A muito aquelas palavras não faziam mais sentido, porém como um fantasma assombravam os residentes da estação.

Elenice segurava a colher entre os dedos. Os movimentos rítmicos acelerados deformavam o talher que sem esforço tornava-se maleável vergando segundo sua vontade. Ela não possuía poderes mágicos, apenas brincava com efeitos visuais.

Gustaff sentou-se a seu lado. O clima tenso possuía uma aurea maligna.

- Não gostou do peixe grelhado? Experimente a vitela ao molho. Hoje o chef caprichou.

Ele tentava provocar um sorriso na menina. Era o mais velho da equipe, com sua experiência conhecia o peso do fardo não merecido sobre seus ombros.

Mesmo a piada sendo antiga, por simpatia ou necessidade ela sorriu. Seu almoço daquele dia, como de tantos outros que já nem se recordava, consistia numa pasta de raízes desidratadas enriquecida com proteínas e sais minerais. Pior que a aparência, era o sabor.

- Amanhã teremos frango a passarinho, já estou cansado de caviar.

Há vários anos o mundo havia mudado, enclausurados na remota estação Frankenstein os últimos espécimes humanos teimavam em sobreviver.

- Estou com medo Guss. Não sei se sou capaz.

- Você é a melhor, aquele fanfarão australiano apostava em você. Ele te preparou muito bem.

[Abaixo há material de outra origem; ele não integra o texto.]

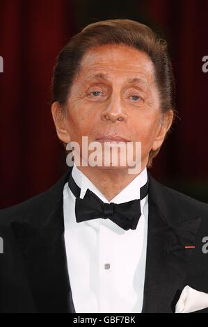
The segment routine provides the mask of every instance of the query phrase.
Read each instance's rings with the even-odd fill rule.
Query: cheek
[[[138,118],[136,123],[134,120],[134,130],[137,140],[142,143],[142,148],[151,150],[152,143],[157,134],[159,115]]]
[[[88,136],[93,126],[92,118],[82,108],[71,106],[67,109],[67,129],[74,140]]]

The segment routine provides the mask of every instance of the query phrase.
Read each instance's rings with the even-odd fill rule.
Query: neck
[[[146,165],[141,166],[143,171]],[[101,191],[105,198],[111,201],[125,189],[140,173],[129,174],[128,168],[100,168],[100,167],[77,167]]]

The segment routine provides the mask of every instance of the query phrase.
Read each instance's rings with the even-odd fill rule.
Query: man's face
[[[124,45],[97,47],[83,56],[67,99],[65,143],[107,136],[141,142],[142,167],[162,143],[159,97],[147,56]],[[66,136],[67,135],[67,136]]]

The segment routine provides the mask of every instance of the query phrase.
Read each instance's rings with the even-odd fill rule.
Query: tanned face
[[[52,106],[56,123],[58,104]],[[56,123],[63,142],[81,145],[108,141],[141,142],[142,167],[151,150],[162,144],[173,112],[163,123],[154,65],[139,50],[125,45],[106,45],[89,50],[72,83],[63,122]]]

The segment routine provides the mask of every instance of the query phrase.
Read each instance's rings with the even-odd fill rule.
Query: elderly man
[[[88,26],[58,57],[51,111],[80,152],[53,187],[1,212],[0,311],[208,312],[207,205],[148,170],[175,114],[166,42],[131,20]],[[110,164],[90,164],[83,137]]]

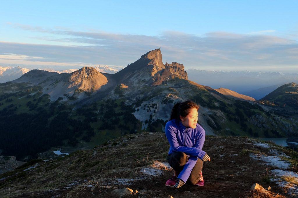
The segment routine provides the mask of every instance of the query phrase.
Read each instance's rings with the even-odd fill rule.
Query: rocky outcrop
[[[84,90],[97,90],[108,82],[107,77],[92,67],[85,67],[66,78],[68,88],[74,87]]]
[[[166,62],[164,65],[165,69],[172,73],[180,76],[184,79],[187,79],[187,72],[184,70],[184,65],[176,62],[171,64]]]
[[[177,76],[187,79],[184,66],[174,62],[164,65],[160,49],[156,49],[142,55],[136,61],[113,75],[113,77],[119,82],[129,86],[160,84],[163,81]]]
[[[17,161],[14,156],[4,157],[0,155],[0,174],[15,170],[25,163],[23,162]]]

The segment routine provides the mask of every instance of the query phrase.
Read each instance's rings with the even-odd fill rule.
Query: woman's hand
[[[207,153],[205,153],[205,155],[204,155],[204,157],[203,157],[203,161],[206,161],[209,160],[210,161],[210,157],[207,154]]]

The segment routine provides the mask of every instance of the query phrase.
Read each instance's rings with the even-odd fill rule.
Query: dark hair
[[[174,106],[172,109],[170,120],[175,119],[181,120],[180,116],[186,117],[189,113],[190,110],[193,108],[195,108],[197,110],[198,110],[200,106],[190,100],[183,103],[177,103]]]

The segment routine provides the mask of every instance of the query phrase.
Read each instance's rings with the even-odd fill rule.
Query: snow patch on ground
[[[271,170],[270,171],[276,176],[279,177],[283,175],[294,177],[295,177],[296,181],[298,182],[298,174],[293,171],[282,170],[278,169]],[[279,186],[283,188],[287,188],[288,194],[296,196],[298,195],[298,186],[297,185],[291,183],[287,181],[284,181],[280,178],[271,178],[270,179],[270,180],[275,181]]]
[[[30,167],[29,167],[29,168],[27,168],[26,169],[25,169],[24,170],[23,170],[23,171],[26,171],[28,170],[29,170],[30,169],[32,169],[35,168],[36,168],[36,167],[37,166],[37,165],[38,165],[38,163],[36,163],[35,164],[34,164],[34,166],[30,166]]]
[[[281,169],[286,169],[290,168],[291,164],[286,161],[281,161],[277,156],[268,156],[263,155],[258,155],[254,153],[250,153],[249,156],[253,160],[260,160],[264,162],[264,164],[268,166],[277,166]]]
[[[259,147],[261,147],[265,148],[271,148],[273,147],[273,146],[267,143],[263,143],[260,142],[255,142],[251,144],[254,144],[256,146],[258,146]]]
[[[285,175],[294,177],[296,177],[296,180],[298,182],[298,174],[295,172],[279,169],[274,169],[270,171],[277,176],[281,176]]]
[[[153,164],[149,167],[143,167],[140,171],[144,175],[143,176],[134,179],[126,178],[113,178],[114,184],[124,186],[129,186],[137,181],[148,179],[148,177],[158,176],[164,174],[164,171],[171,170],[171,166],[167,162],[155,161]]]
[[[125,178],[117,178],[115,179],[114,184],[129,186],[132,184],[134,182],[139,180],[140,178],[138,177],[135,179],[126,179]]]
[[[154,168],[143,168],[141,172],[150,176],[157,176],[162,174],[162,171]]]
[[[269,153],[270,154],[274,155],[275,156],[281,155],[284,156],[286,158],[291,157],[290,156],[288,156],[284,153],[276,149],[271,149],[269,151]]]
[[[55,151],[53,151],[53,153],[55,153],[56,155],[69,155],[69,153],[61,153],[61,152],[60,151],[60,150],[61,150],[61,149],[60,149],[60,150],[55,150]]]

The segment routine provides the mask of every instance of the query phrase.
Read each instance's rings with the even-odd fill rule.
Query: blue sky
[[[294,72],[298,1],[2,1],[0,65],[126,66],[160,48],[186,69]]]

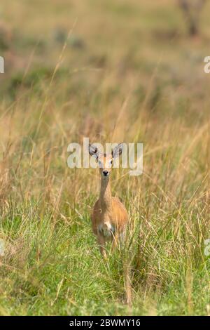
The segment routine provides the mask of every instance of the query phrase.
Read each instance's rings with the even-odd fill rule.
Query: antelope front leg
[[[103,257],[106,258],[106,253],[105,249],[106,240],[104,236],[102,235],[101,234],[98,234],[97,241],[102,255],[103,256]]]

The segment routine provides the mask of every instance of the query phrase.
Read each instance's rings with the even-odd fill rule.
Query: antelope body
[[[122,154],[122,144],[118,145],[111,154],[101,154],[94,146],[89,148],[90,154],[97,159],[101,174],[99,198],[94,206],[91,220],[93,232],[97,237],[104,256],[106,256],[106,242],[111,240],[113,246],[116,246],[128,221],[128,214],[123,204],[118,197],[111,196],[109,181],[113,159]]]

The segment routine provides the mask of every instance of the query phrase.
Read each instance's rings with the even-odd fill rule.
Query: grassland
[[[189,39],[169,0],[1,1],[1,315],[210,314],[209,8]],[[83,136],[144,145],[142,176],[112,173],[130,223],[107,261],[97,171],[66,165]]]

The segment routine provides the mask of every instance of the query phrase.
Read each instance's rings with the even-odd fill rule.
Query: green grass
[[[69,2],[0,5],[0,314],[209,315],[208,11],[190,39],[170,1]],[[142,176],[111,174],[130,225],[107,260],[97,170],[66,164],[83,136],[144,143]]]

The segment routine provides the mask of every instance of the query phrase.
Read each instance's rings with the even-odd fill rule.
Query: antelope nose
[[[106,170],[103,171],[103,174],[104,174],[104,176],[107,176],[108,174],[108,171],[106,171]]]

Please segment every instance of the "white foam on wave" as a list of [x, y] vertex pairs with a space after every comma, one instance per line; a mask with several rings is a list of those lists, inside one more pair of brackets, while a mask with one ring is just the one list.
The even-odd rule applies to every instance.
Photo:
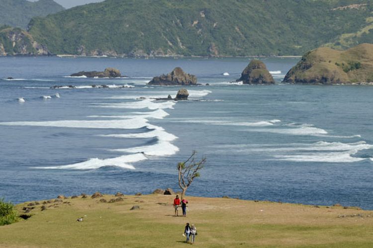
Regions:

Quantas vezes você já fez isto?

- Ele estava sempre comigo, nunca me deixou sozinha.

Elenice completou dezesseis anos a bem pouco tempo, não que alguém se importasse. Ela sabia que não era a melhor, apenas era a única.

Pilotar um helicóptero em condições adversas demandava muita habilidade. Isto, de cara o instrutor enxergou nela, mas tudo conspirava contra. Seu corpo em formação ainda não tinha força, seus reflexos rápidos não tinham experiência. Agora só restava ela, só a menina conseguia tirar aquela pilha de aço do chão, mais dois anos e estariam em boas mãos. O destino se cansou de beneficiar a humanidade, seu mentor foi contaminado. Ao morrer, o fardo foi passado à sua melhor aluna, e ela estava prestes a sucumbir ante tão dura provação.

Do outro lado do salão, mergulhado em seu ressentimento, Manoel olhava entristecido sem saber o que falar. Desejava se aproximar, mas tinha medo.

O sorriso melancólico da menina tocava seu coração. Aquele velho fracassado sonhava em ter uma única oportunidade de expor seus sentimentos, bastava poucos minutos a sós com a garota que seu mundo voltaria a ter sentido.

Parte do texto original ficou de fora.